The advantage of the lifting scheme is the parallel implementation of the wavelet stages (subband decompositions). If enough PEs are available, the stages can be pipelined and all the decomposition stages are executed in parallel with minimum latency. Figure 8 shows a forward DWT implementation. For this particular wavelet kernel (Daubechies-4), four lifting steps are required. Therefore, four PEs are utilized in one array to implement a single wavelet stage. A PE array completes one stage of computations, stores the results and restarts the next stage using half of the new results (only low-pass data). For a 1024 point transform, ten stages have to be completed for all the wavelet coefficients. Using more than one PE array improves the throughput by simultaneous processing of the different stages. Interconnection bus between PEs allows the size of PE arrays to be flexible. Therefore, wavelet kernels that require different numbers of lifting steps can be implemented by reconfiguring the PE array structure in the transform block [6].

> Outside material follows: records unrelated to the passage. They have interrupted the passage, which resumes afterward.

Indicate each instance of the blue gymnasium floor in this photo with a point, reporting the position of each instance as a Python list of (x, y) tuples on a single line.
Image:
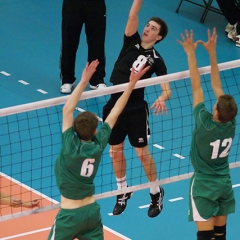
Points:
[(30, 45)]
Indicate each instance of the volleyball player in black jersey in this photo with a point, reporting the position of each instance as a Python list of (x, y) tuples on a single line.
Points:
[(137, 50)]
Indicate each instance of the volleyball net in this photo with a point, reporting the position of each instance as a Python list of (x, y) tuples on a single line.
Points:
[(30, 140)]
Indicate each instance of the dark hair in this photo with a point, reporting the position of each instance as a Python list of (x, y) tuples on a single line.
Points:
[(85, 125), (227, 108), (163, 27)]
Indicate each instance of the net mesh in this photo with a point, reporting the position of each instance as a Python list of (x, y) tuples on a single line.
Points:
[(31, 139)]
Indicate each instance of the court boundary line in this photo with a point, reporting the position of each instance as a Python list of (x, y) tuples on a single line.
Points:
[(27, 187), (49, 228), (112, 193)]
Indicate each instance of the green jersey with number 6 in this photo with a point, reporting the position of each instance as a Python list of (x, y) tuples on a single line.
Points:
[(78, 161), (211, 143)]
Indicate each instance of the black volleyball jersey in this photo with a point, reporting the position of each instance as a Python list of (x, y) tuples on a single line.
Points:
[(133, 51)]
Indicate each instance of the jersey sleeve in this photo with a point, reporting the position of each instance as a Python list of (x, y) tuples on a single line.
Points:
[(102, 136), (161, 68)]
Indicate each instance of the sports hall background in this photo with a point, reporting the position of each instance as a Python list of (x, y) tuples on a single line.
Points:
[(29, 50)]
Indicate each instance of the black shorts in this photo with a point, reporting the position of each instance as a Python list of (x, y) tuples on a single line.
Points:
[(132, 123)]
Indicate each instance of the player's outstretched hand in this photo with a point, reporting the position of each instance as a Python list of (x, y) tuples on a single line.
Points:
[(187, 42), (136, 75), (89, 71), (210, 45)]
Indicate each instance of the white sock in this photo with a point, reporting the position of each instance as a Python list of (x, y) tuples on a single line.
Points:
[(154, 189), (121, 183)]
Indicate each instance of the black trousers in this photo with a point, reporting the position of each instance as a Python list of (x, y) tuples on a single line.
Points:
[(75, 14), (231, 11)]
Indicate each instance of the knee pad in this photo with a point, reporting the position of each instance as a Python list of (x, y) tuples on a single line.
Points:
[(220, 232), (116, 149), (205, 235)]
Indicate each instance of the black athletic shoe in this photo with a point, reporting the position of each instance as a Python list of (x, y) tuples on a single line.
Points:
[(156, 204), (121, 203)]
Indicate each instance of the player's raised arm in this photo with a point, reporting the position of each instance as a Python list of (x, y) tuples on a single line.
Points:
[(210, 46), (72, 101), (189, 47), (132, 23), (159, 105), (122, 101)]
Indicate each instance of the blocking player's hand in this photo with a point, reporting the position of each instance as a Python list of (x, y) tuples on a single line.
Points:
[(210, 45), (187, 42), (136, 75)]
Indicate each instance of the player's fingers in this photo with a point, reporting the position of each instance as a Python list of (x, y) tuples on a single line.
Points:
[(182, 36)]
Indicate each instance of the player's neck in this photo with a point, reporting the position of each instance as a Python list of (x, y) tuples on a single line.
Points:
[(147, 46)]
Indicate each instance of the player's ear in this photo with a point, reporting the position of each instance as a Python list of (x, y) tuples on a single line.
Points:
[(158, 38)]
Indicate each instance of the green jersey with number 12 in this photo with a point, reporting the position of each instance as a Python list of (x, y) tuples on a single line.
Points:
[(211, 143)]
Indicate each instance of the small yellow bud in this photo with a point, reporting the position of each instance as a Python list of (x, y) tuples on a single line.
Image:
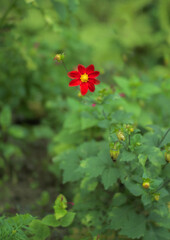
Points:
[(167, 156), (114, 153), (146, 184), (156, 197), (120, 136)]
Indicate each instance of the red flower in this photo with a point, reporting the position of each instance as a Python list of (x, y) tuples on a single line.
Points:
[(85, 77)]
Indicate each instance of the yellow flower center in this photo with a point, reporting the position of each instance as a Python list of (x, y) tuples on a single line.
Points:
[(84, 77)]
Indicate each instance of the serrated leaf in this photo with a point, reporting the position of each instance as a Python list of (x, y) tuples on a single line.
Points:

Figure 8. Forward DWT implementation using multiple PE arrays

#### 4.2. Recursive DCT implementation

Parallel implementation of fast DCT algorithms is impractical when the transform is very large. An alternative method is using recursive structures [3,4]. These recursive implementations have very regular VLSI structures and they are especially suitable for large transforms (N>128). They use simple IIR filtering for obtaining DCT coefficients. Figure 9 shows the IIR filters used for even and odd coefficients.

For an input signal x[n], DCT coefficient y[k], when k is even, is given as [3]:

$$y[k] = \sqrt{\frac{2}{N}} E_k \cdot (-1)^{k/2} \cdot g_{N/2-1}(k)$$

where  $E_k = \sqrt{1/2}$  for k=0 and  $E_k = 1$  for  $k \neq 1$ , and

$$g_{j}[k] = \sum_{n=0}^{j} w_{k}[j-n]\cos(n+\frac{1}{2})\theta_{k}$$

and

$$w_k[n] = x[n] + (-1)^k x[N-1-n]$$

When k is odd, y[k] is given as:

$$y[k] = \sqrt{\frac{2}{N}} E_k \cdot (-1)^{k-1/2} \cdot h_{N/2-1}(k)$$

where

$$h_j[k] = \sum_{n=0}^{j} w_k[j-n]\sin(n+\frac{1}{2})\theta_k$$



Figure 9. Recursive structures for DCT [3]. a) even coefficient b) odd coefficient computation.

Although sequential operation is not as fast as parallel, the hardware requirements and power consumption are significantly reduced. The computation of DCT coefficients is independent from each other. Therefore, the system throughput can be improved by introducing more IIR units into the system. Two programmable PEs are used to implement each IIR structure in Figure 9. For the inverse transform channels, all the available PE resources can be allocated to one channel or these resources can be distributed to each channel for parallel execution. Therefore, the configurability of the architecture plays an important role in enhancing the throughput of DCT realization.

#### 5. CONCLUSION

In this paper, a reconfigurable architecture for ultrasonic signal compression and target detection has been presented. A unified hardware implementation is made possible since both of the algorithms are designed to share subband decomposition logic and adaptable thresholding. This architecture is a flexible and efficient solution for real-time ultrasonic imaging systems where low-power and compactness are critical.

#### 6. REFERENCES

- J. Saniie and D.T. Nagle, "Analysis of order statistic CFAR threshold estimators for improved ultrasonic flaw detection", *IEEE Trans. on Ultrasonics, Ferroelectrics and Frequency Control*, vol. 39, no. 5, pp. 618-630, September 1992.
- [2] W. Sweldens, "The lifting scheme: A custom-design construction of biorthogonal wavelets", *Appl. Comput. Harmon. Anal.*, pp. 186-200, 1996.
- [3] C.Chen, B. Liu, J. Yang, and J. Wang, "Efficient recursive structures for forward and inverse discrete cosine transform", *IEEE Trans. on Signal Processing*, vol. 52, no. 9, pp. 2665-2669, September 2004.
- [4] J. Yang, and C. Fan, "Recursive cosine transforms with selectable fixed-coefficient filters", *IEEE Trans. on Circuits* and Systems-II, vol. 46, no. 2, pp. 211-216, February 1999.
- [5] E. Oruklu, and J. Saniie, "Ultrasonic flaw detection using discrete wavelet transform for NDE applications", *IEEE Symposium on Ultrasonics*, August 2004.
- [6] H. Liao, M. K. Mandal, and B. F. Cockburn, "Efficient architectures for 1-D and 2-D lifting based wavelet transforms", *IEEE Trans. on Signal Processing*, vol.52, no.5, pp. 1315-1326, May 2004.